The transactional approach

When we're building models, we're usually looking at historical data. We're trying to understand the past, and build models that can predict the future.

However, unlike in study, in production the application can't look back in the history books and go back in time - it lives in the present, and have access only to the "current state of the world" - the most recent "row" of the data.

Because of that, when we're calculating features we need to think about the data we have available, and work in the context of it in a transactional approach("row-level"), instead of a batch approach("dataset-level"). This tiny shift in the mindset can help us to build models that run on production.

The transactional approach Illustration by Raptor's contributor Eric Peter

To do that, we write functions that calculate the feature values for a given "row" of data.

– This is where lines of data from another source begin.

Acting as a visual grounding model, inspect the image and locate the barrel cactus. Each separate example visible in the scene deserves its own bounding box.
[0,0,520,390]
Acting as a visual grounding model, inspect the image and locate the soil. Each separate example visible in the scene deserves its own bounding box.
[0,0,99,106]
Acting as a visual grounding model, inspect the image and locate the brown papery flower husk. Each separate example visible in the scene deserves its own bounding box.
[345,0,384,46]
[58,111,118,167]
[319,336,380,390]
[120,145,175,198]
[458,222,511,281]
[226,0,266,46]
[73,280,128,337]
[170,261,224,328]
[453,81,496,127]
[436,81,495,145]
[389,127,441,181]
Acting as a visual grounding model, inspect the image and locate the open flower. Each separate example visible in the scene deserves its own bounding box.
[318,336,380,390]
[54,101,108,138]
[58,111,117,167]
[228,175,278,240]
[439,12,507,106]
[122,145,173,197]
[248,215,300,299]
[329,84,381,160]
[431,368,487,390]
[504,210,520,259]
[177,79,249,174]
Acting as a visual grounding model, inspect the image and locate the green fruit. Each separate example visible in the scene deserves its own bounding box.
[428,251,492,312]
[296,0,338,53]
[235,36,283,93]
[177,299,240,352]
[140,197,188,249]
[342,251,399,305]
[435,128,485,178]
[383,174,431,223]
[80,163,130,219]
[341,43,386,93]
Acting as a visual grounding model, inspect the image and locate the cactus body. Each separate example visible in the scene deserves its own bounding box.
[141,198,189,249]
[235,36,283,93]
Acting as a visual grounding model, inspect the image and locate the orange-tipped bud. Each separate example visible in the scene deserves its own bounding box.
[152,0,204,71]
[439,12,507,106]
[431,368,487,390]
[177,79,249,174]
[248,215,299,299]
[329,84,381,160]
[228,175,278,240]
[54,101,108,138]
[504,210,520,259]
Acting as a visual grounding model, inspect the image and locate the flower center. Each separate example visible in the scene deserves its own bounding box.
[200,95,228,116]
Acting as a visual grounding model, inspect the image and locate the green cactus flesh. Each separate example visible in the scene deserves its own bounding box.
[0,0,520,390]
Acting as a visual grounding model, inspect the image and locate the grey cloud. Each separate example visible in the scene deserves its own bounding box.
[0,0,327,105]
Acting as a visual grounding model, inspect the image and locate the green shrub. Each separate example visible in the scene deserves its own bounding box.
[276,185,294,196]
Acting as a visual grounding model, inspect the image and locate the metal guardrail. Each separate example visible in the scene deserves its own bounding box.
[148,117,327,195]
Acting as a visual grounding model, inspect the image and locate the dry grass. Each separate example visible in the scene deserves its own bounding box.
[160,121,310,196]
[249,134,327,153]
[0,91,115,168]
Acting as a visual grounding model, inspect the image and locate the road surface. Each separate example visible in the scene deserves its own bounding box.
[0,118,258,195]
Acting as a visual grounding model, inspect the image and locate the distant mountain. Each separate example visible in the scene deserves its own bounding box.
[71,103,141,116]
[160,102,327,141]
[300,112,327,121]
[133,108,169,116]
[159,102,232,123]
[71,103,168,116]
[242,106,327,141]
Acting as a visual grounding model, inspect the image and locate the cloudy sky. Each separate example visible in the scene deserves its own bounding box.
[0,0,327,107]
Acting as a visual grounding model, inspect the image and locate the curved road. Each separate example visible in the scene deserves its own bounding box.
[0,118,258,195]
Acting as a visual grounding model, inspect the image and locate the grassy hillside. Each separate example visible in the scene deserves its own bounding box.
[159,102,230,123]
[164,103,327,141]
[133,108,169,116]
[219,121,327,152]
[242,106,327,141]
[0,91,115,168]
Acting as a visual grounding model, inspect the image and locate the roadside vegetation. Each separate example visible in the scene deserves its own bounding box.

For "complex" parts that require more than one row, we can use the @aggregation decorator.

TL;DR

You should think of feature transformations as a function that calculates the feature value for a given "row" of data. Complex cases are solved with decorators such as @aggregation or @keep_previous.

Be aware of the data you have available in production

When we're production-ready models, we should always remember that we're working with data that is available in production.

That means, that we should always use raw data from the datalake(aka snapshots of the production data), and use pre-calculated data as a last resort.

TL;DR

Prefer use the raw data from your datalake rather than the "views" from the data warehouse.

Be intentional about your code

This is going to be a short one, but it's important.

When you're writing code, you should always be intentional about it. You should always think about the code you're writing, and make sure that it's readable, maintainable, and easy to understand.

TL;DR

Avoid "dirty code" and write code that is easy to understand.

“Simplicity is not a simple thing.” ― Charlie Chaplin